I want him to have space enough to heal without the burden of my needs. He is a teenager now, so there is an intensified need for autonomy, on top of the innate needs prescribed by this pathological demand avoidance. It is a double imperative.
My own healing happens in parallel, guided by a counsellor, carried by people outside the orbit of his pain, so I never demand anything from him. I never allow myself to need anything from him. I am always giving, a unidirectional flow of my lifeblood.
Still, sometimes I wake with a start at 3AM, as if checking whether he is breathing, the way I did after he came home from the NICU, and I ache to hold him. He does not hug me anymore, and this absence cuts deeply. The shame, humiliation, and abandonment feel like a hot blanket on a warm night. I fold my arms around myself in the dark, trying to comfort myself, like I am my own baby. Every fibre of me longs to sneak into his room while he sleeps and hug him gently, yet I let him rest, trusting that space is the medicine that might allow us both to heal.

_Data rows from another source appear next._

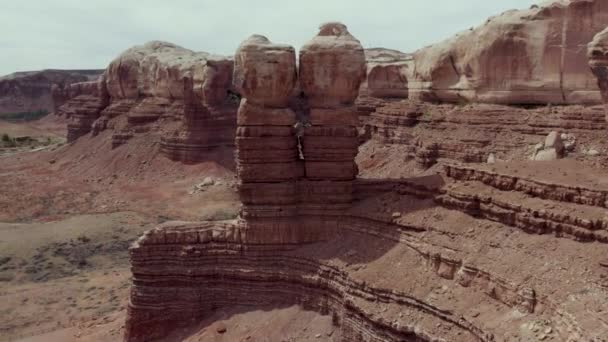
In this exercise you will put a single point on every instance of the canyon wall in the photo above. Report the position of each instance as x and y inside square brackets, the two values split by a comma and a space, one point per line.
[533, 56]
[31, 90]
[181, 96]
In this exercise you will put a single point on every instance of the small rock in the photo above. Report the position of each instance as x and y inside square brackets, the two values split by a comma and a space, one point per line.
[221, 328]
[592, 153]
[547, 155]
[208, 181]
[554, 140]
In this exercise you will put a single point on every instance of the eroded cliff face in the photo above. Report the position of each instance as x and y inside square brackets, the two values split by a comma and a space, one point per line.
[182, 96]
[597, 52]
[533, 56]
[416, 259]
[31, 91]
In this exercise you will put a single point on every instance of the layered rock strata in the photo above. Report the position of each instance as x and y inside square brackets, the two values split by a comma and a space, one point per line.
[332, 67]
[597, 52]
[528, 56]
[267, 152]
[409, 260]
[181, 96]
[479, 130]
[86, 101]
[39, 90]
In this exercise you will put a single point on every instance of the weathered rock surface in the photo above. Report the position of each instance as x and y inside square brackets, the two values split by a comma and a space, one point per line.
[597, 52]
[31, 90]
[528, 56]
[384, 258]
[86, 101]
[265, 75]
[386, 75]
[476, 131]
[189, 92]
[332, 67]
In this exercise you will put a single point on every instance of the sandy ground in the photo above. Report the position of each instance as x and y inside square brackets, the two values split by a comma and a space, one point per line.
[69, 212]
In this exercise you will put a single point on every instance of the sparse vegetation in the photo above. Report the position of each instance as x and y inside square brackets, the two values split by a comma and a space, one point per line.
[7, 141]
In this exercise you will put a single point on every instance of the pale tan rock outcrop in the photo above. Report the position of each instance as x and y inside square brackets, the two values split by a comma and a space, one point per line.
[189, 91]
[156, 69]
[386, 75]
[332, 66]
[265, 73]
[517, 57]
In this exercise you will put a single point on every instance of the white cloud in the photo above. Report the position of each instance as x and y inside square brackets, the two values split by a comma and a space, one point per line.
[39, 34]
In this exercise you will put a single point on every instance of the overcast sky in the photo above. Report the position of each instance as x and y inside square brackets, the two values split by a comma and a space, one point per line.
[77, 34]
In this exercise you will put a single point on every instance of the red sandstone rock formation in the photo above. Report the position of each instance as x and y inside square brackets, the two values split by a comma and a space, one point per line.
[386, 75]
[186, 91]
[308, 228]
[31, 90]
[265, 74]
[86, 101]
[597, 52]
[518, 57]
[332, 67]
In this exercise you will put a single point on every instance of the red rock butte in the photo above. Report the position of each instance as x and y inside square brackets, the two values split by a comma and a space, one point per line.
[411, 197]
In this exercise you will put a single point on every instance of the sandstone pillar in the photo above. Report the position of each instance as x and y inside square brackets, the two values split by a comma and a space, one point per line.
[332, 67]
[597, 51]
[267, 153]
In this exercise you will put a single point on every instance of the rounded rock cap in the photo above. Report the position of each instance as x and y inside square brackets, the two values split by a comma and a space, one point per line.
[264, 73]
[332, 67]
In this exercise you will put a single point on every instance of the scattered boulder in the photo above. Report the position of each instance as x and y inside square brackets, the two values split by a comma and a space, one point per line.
[547, 155]
[554, 140]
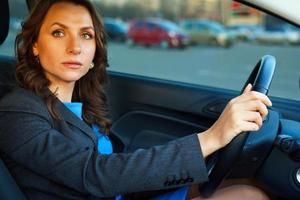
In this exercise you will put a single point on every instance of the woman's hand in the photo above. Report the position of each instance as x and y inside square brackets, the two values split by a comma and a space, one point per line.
[243, 113]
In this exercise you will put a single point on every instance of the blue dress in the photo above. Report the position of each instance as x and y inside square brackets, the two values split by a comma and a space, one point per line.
[105, 147]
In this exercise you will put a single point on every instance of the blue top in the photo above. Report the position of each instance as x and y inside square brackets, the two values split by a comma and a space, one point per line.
[105, 147]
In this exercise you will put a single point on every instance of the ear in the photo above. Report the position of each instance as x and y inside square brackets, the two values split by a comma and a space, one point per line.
[35, 49]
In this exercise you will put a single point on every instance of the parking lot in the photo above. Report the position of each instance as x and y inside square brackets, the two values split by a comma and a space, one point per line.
[205, 65]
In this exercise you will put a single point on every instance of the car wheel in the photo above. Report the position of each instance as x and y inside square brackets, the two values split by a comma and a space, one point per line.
[164, 44]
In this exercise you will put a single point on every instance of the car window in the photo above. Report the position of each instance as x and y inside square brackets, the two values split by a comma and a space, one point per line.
[17, 15]
[222, 60]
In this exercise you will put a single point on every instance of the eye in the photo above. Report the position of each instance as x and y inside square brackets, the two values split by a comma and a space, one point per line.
[58, 33]
[87, 36]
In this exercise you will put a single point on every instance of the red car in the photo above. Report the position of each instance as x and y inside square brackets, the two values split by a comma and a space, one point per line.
[159, 32]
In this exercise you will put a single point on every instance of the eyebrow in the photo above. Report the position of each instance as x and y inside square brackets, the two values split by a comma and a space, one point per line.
[66, 27]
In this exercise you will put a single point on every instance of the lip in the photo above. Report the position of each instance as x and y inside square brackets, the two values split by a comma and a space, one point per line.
[72, 64]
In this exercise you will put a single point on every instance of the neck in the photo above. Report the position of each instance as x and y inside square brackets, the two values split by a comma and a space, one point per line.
[63, 92]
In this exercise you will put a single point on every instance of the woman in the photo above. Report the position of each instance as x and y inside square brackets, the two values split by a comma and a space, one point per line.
[54, 131]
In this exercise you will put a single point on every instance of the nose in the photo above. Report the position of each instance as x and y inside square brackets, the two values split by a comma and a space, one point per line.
[74, 46]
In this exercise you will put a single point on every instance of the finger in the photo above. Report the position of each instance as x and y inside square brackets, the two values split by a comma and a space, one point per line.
[247, 88]
[253, 95]
[254, 117]
[249, 126]
[258, 106]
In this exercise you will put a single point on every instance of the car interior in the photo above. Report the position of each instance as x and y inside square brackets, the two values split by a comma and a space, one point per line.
[149, 111]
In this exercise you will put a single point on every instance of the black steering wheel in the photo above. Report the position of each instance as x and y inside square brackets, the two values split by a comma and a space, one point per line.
[260, 78]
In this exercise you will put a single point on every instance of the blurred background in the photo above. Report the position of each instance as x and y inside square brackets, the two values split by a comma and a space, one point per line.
[203, 42]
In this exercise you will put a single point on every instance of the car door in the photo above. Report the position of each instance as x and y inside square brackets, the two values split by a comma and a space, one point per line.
[157, 95]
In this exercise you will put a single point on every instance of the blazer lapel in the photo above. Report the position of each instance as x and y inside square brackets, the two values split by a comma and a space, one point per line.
[71, 118]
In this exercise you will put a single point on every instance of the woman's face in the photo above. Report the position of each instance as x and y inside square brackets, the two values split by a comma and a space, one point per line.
[66, 43]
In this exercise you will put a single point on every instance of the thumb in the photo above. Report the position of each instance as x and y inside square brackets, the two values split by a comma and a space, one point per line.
[247, 88]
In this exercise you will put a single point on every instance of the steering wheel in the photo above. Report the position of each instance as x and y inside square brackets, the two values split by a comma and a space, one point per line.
[260, 78]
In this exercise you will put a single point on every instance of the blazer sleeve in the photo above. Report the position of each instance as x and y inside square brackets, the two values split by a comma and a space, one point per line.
[31, 141]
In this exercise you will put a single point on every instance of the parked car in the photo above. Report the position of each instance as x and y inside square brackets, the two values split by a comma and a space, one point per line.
[207, 32]
[115, 29]
[283, 35]
[244, 32]
[163, 33]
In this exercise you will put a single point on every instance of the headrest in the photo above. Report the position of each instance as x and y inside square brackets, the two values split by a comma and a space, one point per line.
[4, 20]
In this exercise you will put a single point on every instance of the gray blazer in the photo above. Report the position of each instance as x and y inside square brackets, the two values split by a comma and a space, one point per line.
[59, 160]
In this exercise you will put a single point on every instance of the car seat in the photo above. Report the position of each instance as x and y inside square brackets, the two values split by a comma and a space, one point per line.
[8, 187]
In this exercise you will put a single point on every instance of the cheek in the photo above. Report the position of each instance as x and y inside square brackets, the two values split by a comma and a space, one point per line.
[49, 52]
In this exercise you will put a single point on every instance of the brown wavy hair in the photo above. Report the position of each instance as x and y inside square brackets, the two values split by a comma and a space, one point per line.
[88, 90]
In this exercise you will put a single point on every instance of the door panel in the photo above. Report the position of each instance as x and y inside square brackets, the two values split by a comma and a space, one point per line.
[148, 111]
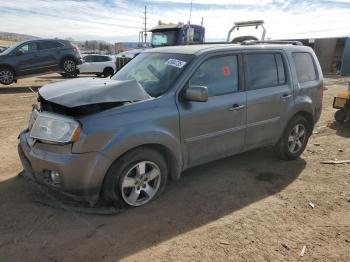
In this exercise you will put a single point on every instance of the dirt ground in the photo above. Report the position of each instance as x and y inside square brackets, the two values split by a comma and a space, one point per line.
[250, 207]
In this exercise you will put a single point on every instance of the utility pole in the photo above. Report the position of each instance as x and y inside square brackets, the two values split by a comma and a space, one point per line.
[145, 32]
[189, 20]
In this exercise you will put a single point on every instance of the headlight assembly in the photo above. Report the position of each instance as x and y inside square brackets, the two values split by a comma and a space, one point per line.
[55, 128]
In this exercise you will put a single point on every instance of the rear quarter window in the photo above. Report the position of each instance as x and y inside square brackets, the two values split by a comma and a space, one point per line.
[305, 67]
[264, 70]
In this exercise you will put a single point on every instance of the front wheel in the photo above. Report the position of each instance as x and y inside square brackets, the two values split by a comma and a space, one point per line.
[7, 76]
[294, 139]
[137, 178]
[340, 115]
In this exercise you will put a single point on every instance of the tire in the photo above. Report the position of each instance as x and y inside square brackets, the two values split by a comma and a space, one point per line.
[294, 138]
[7, 76]
[108, 72]
[136, 178]
[69, 66]
[340, 115]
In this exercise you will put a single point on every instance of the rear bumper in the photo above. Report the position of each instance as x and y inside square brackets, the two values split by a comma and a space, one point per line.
[81, 175]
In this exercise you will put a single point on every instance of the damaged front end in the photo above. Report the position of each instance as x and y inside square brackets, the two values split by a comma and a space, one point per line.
[80, 97]
[46, 147]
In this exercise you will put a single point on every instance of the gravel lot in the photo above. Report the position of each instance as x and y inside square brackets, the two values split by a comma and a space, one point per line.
[250, 207]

I have failed in everything, yet never for lack of trying.
This was never a personal failing
Intellectually, I have learned to read the erosion of our closeness as a symptom of institutional violence, rather than as evidence of my inadequacy. Trust cannot be sent to the site of injury again and again without tearing. Repair will grow only in the slow soil of safety, honesty, and presence—and in a society that chooses to fund care, honour caregivers, and dismantle the structures that trade our closeness for compliance.